Il capo dello Stato, Oscar Luigi Scalfaro, il 26 febbraio 1993 aveva praticamente accettato che fosse riformulata una precedente proposta di Colombo fatta: «I politici corrotti dicano tutto, restituiscano il maltolto e poi rinuncino all’elettorato passivo», ossia lascino la politica. Così avrebbero evitato la galera. Il decreto poi si concentrò solo sul reato di finanziamento pubblico, lasciando scoperte molte contestazioni, e seguì tutto il suo iter: ma vi fu anche un incontro milanese atipico tra la segreteria del Quirinale e il capo della Procura di Milano Francesco Saverio Borrelli.
Anche il segretario generale della presidenza del Consiglio, Fernanda Contri, di ritorno da Milano, disse a Giuliano Amato: «Borrelli mi ha detto che non ci sono problemi, ma avvertono che la misura è largamente antipopolare e quindi non possono garantire nulla». Ma alla fine, il Decreto, complice un subentrato disaccordo dei magistrati e un coro di indignazione orchestrato sui principali quotidiani, fu svuotato e annullato. Anni dopo, in un libro del 2002, lo stesso Francesco Saverio Borrelli dirà: «La presa di posizione sul decreto Conso, era stata – inutile negarlo – una forma di pressione sul Parlamento… Non voglio dire che eravamo gli unici interlocutori della politica, ma nei fatti eravamo l’unica voce ascoltata. I nostri uffici erano meta del pellegrinaggio di personaggi politici… la presa di posizione contro il decreto Conso rientrava nel clima di quel momento storico».

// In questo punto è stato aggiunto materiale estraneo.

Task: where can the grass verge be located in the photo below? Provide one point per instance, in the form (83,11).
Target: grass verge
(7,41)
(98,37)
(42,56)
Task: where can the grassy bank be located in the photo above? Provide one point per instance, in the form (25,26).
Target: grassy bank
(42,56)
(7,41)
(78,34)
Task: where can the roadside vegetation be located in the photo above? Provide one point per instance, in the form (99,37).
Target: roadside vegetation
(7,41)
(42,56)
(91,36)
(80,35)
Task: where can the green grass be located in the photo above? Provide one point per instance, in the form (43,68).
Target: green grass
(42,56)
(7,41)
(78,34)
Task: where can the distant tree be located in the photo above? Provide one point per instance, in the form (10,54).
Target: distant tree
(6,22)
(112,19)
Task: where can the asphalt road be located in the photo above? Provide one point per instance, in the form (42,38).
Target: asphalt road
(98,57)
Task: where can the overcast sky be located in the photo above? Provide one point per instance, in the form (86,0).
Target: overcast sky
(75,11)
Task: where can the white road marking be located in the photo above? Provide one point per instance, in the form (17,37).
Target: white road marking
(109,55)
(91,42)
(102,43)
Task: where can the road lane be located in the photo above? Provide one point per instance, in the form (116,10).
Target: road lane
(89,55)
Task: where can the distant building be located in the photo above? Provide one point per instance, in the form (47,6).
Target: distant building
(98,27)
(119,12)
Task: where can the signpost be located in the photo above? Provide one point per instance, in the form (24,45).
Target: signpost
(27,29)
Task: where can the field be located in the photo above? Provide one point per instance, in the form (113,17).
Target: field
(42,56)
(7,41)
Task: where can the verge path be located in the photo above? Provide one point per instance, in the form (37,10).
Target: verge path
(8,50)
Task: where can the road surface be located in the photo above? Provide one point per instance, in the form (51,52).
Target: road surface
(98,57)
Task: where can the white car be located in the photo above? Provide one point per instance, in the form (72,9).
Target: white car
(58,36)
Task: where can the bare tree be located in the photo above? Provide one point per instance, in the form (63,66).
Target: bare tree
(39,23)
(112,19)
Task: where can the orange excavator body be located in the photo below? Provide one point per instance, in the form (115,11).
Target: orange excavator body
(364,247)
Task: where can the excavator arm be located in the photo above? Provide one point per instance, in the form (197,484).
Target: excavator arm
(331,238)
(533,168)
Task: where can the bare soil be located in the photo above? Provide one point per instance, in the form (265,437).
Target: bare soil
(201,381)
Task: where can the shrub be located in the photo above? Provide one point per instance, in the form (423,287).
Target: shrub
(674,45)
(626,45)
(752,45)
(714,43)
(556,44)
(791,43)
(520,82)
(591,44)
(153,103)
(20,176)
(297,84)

Durante il primo governo guidato Silvio Berlusconi, nell’autunno del 1994, si crearono poi strane consonanze tra l’allora Alleanza nazionale e il pool di Milano: Sulla Giustizia, ogni ipotesi di legge non repressiva trovava ostacoli anche nella maggioranza. Pinuccio Tatarella (An) a metà agosto aveva candidato Di Pietro perché prendesse parte a un gruppo di saggi che rifondassero la Repubblica, e il 31 agosto Pier Camillo Davigo si ritrovò con Ignazio La Russa (di cui era buon conoscente) per discutere di un nascente progetto di legge. E ancora, dopo l’estate, il 2 settembre 1994, a Cernobbio, un Di Pietro vestito di blu accennò a una legge elaborata dal pool in accordo con la classe imprenditoriale: grandi applausi di An (anche imbarazzanti, a rileggere i giornali di allora) a margine di un convegno che non annoverava nessun esponente della Fininvest. Confindustria appoggiava la proposta legislativa del Pool che poi venne presentata il 14 settembre all’Università di Milano. Ma il mandato di comparizione per Berlusconi, in novembre, mandò tutto all’aria, dando una robusta spallata anche al governo.